Amy vit le regard de Victoria se fixer sur Elias. C'était la fin. Victoria allait l'utiliser comme monnaie d'échange ou l'abattre.

Amy n'hésita pas. Elle sortit la seringue et, avec la même rapidité d'exécution qu'Elias avait montrée sur le toit, elle la planta dans le cou de Victoria.

L'effet fut instantané. Victoria haleta, ses yeux se dilatèrent, puis elle s'écroula, le regard vague.

— Qu'as-tu fait ? hurla Jonathan.

— J’ai désactivé l'ennemi. Maintenant, c'est ton tour, Jonathan.

Amy, essoufflée, se tourna vers Elias. Il se levait péniblement.

— On sort d'ici ! cria Elias.

Mais au même moment, Jonathan, paniqué, attrapa le pistolet qu'il avait fait tomber.

Amy réalisa qu'elle était l'obstacle, pas le bouclier. Elle se précipita vers Jonathan, le plaquant contre le mur pour gagner du temps.

— Sortez ! Cria-t-elle à Elias. Maintenant !

Elias hésita, mais son instinct de survie prit le dessus.
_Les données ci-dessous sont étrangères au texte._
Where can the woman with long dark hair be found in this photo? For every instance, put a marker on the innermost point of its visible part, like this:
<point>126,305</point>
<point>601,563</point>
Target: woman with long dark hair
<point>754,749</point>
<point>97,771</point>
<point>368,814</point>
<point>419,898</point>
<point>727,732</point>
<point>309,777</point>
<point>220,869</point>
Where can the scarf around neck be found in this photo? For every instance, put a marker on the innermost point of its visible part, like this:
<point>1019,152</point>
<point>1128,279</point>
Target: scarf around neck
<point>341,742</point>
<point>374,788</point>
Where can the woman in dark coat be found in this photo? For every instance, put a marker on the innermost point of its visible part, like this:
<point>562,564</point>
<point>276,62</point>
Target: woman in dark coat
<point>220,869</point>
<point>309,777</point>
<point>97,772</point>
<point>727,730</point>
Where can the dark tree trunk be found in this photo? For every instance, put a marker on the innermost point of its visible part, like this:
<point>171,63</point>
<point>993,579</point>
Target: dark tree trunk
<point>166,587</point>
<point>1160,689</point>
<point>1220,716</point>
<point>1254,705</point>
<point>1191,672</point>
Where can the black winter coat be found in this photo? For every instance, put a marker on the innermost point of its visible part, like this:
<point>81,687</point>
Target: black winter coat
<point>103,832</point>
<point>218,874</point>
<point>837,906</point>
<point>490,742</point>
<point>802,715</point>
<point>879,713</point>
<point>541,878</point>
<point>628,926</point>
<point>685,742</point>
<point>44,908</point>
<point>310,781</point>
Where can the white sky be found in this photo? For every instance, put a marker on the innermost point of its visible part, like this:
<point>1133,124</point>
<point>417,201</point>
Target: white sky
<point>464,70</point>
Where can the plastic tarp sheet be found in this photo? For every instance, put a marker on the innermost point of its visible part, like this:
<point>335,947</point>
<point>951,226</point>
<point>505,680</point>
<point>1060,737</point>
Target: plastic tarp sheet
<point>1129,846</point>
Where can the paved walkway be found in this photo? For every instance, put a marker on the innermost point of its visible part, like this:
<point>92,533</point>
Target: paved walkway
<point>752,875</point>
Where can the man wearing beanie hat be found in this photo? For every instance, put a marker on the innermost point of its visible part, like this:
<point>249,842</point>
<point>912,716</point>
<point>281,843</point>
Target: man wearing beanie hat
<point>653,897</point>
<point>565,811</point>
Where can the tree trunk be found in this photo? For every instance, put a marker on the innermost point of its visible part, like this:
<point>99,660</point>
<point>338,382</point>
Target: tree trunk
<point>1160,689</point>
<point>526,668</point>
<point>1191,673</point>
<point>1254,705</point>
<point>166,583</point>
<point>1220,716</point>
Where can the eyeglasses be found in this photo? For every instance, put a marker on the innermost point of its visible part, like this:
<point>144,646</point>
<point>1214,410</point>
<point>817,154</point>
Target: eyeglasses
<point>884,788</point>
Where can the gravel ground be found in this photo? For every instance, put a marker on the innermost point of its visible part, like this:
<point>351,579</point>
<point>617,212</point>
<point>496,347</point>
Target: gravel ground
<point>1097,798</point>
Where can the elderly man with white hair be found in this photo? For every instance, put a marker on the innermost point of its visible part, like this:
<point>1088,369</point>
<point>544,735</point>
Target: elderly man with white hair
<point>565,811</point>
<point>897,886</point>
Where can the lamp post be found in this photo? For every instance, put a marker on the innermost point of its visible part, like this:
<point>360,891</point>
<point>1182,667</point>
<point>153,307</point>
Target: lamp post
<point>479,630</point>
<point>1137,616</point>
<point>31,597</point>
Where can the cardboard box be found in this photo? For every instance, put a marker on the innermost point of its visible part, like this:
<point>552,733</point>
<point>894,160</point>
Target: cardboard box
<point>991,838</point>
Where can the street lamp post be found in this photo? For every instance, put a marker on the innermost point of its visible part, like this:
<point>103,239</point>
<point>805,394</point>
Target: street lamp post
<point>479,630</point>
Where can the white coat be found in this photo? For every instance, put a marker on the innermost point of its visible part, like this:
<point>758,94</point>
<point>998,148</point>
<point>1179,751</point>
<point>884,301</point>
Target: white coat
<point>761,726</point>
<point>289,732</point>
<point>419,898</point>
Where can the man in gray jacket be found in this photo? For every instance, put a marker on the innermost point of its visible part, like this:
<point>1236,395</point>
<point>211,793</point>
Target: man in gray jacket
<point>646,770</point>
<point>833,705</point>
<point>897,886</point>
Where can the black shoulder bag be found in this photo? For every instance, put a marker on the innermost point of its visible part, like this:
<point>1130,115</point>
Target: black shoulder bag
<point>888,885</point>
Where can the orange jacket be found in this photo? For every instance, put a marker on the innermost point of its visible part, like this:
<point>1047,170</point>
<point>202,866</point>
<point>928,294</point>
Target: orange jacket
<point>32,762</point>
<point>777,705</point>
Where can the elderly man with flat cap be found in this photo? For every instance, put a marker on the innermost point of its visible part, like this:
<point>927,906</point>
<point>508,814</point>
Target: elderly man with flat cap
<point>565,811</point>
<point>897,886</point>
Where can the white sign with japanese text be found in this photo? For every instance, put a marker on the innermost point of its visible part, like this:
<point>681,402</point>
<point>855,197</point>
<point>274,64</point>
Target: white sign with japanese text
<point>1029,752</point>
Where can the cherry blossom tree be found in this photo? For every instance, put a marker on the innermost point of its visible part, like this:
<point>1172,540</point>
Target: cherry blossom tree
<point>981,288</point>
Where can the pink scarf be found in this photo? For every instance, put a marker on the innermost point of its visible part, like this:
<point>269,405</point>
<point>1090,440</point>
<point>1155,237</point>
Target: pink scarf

Il sortit par la fenêtre de secours du bureau.

Jonathan la repoussa. Amy, désarmée et à bout de forces, vit l'arme pointée sur elle.

— Tu m'as trahi, Amy, cracha Jonathan, les larmes de rage. Tu as toujours été la favorite. Je n'aurais jamais dû te laisser vivre !

Il arma le pistolet. Amy ferma les yeux, entendant le clic sec, attendant la balle.

Mais la balle n'est jamais venue. À la place, elle entendit le bruit sec et métallique d'un coup de poing. Quand elle rouvrit les yeux, Jonathan était étendu au sol. Et la seule chose qui restait, c'était une ombre rapide, entrant par la fenêtre de secours, et la voix d'Elias, forte et brisée :

— Je t'ai dit que j'étais ton bouclier. Et je te l'ai prouvé.